Les médicaments sont souvent le fruit de plusieurs années de recherches et de développement. Se pose, dès lors, la question des dispositifs de protection de ces inventions.

  • Le brevet d’invention

Les médicaments sont couverts par le mécanisme des brevets d’invention tels que définis par les articles L.611-1 et suivants du code de la propriété intellectuelle, par exemple. La durée de validité de ce brevet est de 20 ans à compter de son dépôt.

Il est entendu que, pour être brevetable, une invention doit répondre à trois conditions : elle doit être susceptible d’une application industrielle, nouvelle et dotée d’une activité inventive (article L.611-10 du CPI).

Néanmoins, d’emblée la spécificité du secteur pharmaceutique s’impose au futur déposant. Le médicament n’ayant pas pour vocation à être restreint à un seul territoire, il convient de remarquer que le déposant devra privilégier une stratégie de protection au moins européenne si ce n’est mondiale.

  • La demande de brevet

La demande de brevet doit reposer sur la description de l’invention, une ou plusieurs revendications, un abrégé du contenu technique de l’invention. Si le déposant ne fournit un dossier suffisamment complet sur les propriétés pharmacologiques, l’office compétent peut refuser le dépôt (article L.613-25 du CPI). La justice peut même annuler le dépôt en raison de l’insuffisance de la description (CA Paris, 12 janvier 2016, n°13/13050).
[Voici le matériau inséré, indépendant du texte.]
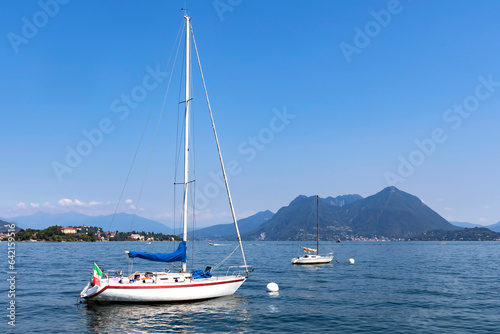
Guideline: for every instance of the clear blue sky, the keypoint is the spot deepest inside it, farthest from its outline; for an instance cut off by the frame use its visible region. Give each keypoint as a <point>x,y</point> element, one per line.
<point>361,82</point>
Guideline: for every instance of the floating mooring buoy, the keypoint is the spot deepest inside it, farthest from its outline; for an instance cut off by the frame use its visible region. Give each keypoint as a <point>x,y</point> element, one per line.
<point>272,287</point>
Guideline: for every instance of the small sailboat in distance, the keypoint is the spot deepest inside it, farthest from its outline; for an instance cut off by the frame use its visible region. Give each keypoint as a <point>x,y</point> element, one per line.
<point>182,285</point>
<point>313,258</point>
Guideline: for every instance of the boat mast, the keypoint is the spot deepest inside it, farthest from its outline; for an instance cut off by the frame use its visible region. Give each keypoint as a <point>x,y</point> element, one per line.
<point>186,132</point>
<point>317,225</point>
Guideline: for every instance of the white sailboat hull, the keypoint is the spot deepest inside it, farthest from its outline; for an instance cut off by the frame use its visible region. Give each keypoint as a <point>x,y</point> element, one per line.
<point>189,290</point>
<point>312,259</point>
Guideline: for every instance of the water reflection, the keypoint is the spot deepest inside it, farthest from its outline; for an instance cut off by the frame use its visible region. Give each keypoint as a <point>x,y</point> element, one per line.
<point>225,314</point>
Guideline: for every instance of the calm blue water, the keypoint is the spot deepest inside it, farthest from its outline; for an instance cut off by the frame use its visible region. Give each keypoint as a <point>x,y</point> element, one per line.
<point>403,287</point>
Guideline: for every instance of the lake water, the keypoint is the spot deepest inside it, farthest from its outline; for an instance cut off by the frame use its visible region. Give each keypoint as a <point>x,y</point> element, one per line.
<point>403,287</point>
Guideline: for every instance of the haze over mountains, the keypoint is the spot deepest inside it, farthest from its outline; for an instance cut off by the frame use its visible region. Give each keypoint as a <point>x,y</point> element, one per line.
<point>121,222</point>
<point>391,213</point>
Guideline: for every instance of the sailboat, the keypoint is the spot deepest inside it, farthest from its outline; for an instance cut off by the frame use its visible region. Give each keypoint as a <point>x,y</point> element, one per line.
<point>313,258</point>
<point>182,285</point>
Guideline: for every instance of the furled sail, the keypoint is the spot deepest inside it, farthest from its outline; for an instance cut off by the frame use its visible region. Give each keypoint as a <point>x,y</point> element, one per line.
<point>310,250</point>
<point>178,255</point>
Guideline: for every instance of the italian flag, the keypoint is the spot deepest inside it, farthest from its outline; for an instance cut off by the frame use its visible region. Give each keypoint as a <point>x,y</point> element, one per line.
<point>97,275</point>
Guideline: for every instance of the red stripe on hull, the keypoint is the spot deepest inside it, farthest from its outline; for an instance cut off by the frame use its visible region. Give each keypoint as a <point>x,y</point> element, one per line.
<point>161,286</point>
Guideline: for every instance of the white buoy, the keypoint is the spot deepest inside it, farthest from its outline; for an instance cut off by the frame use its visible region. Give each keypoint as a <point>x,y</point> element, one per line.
<point>272,287</point>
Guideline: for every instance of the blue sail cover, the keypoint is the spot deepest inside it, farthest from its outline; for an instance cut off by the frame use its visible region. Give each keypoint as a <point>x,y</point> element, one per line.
<point>178,255</point>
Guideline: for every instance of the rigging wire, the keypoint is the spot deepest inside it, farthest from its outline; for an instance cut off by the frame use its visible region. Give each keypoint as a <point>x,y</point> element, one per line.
<point>142,135</point>
<point>177,145</point>
<point>220,156</point>
<point>154,141</point>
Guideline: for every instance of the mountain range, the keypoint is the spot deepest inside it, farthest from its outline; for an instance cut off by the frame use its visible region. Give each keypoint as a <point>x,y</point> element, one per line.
<point>493,227</point>
<point>226,231</point>
<point>390,213</point>
<point>121,222</point>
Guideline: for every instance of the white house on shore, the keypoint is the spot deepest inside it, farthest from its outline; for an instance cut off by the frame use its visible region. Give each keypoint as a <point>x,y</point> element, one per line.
<point>68,230</point>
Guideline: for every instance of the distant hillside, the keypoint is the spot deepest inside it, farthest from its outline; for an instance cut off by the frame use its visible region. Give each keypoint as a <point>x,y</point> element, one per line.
<point>494,227</point>
<point>121,222</point>
<point>393,213</point>
<point>226,231</point>
<point>464,224</point>
<point>390,213</point>
<point>297,221</point>
<point>466,234</point>
<point>343,200</point>
<point>4,228</point>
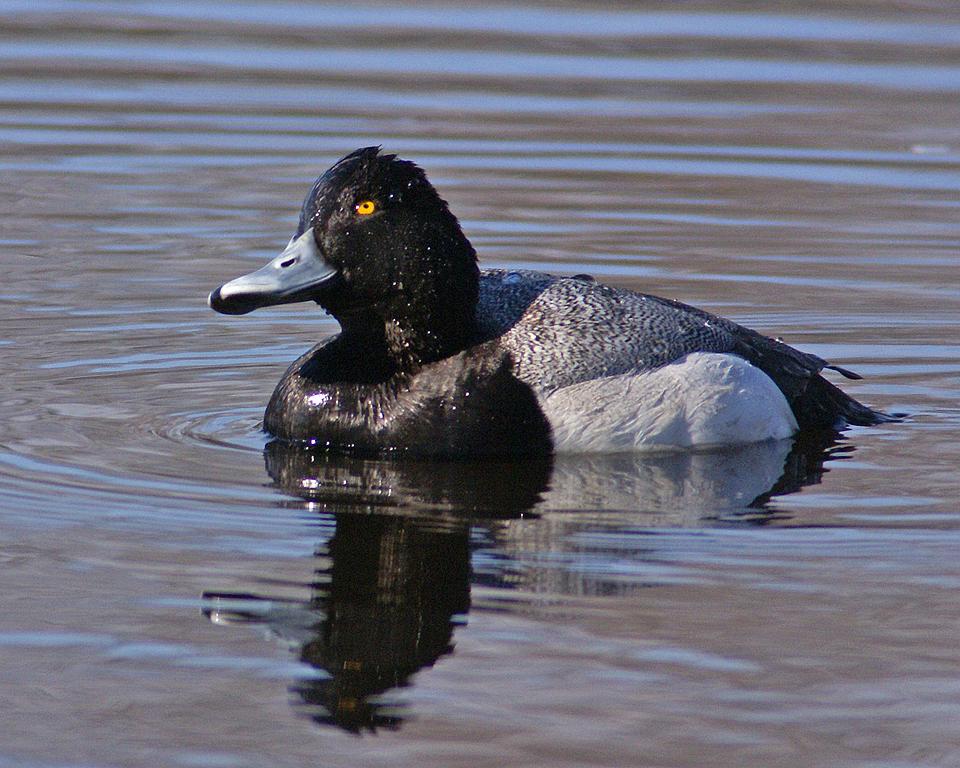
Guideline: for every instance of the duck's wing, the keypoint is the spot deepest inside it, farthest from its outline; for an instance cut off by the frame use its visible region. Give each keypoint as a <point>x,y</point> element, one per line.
<point>563,331</point>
Si l’office juge que la demande est recevable alors, une date et un numéro de dépôt est délivrée au déposant. Passé cet examen formel, l’office va alors examiner le fond de la demande en vérifiant la conformité de la demande au regard des conditions d’obtention du brevet. Si l’examen est positif alors le brevet est délivré au premier déposant et est publié dans au BOPI.

Le brevet peut aussi faire l’objet d’une demande d’opposition d’un tiers qui revendiquerait la paternité de l’invention.

  • Les conditions de fond de validité

Comme nous l’avons vu plus haut un brevet doit être susceptible de recevoir une application industrielle, nouvelle et dotée d’une activité inventive.

  • L’application industrielle

L’application industrielle suppose que l’invention puisse être fabriquée ou utilisée dans l’industrie ou dans l’agriculture. C’est donc le critère le plus simple à remplir.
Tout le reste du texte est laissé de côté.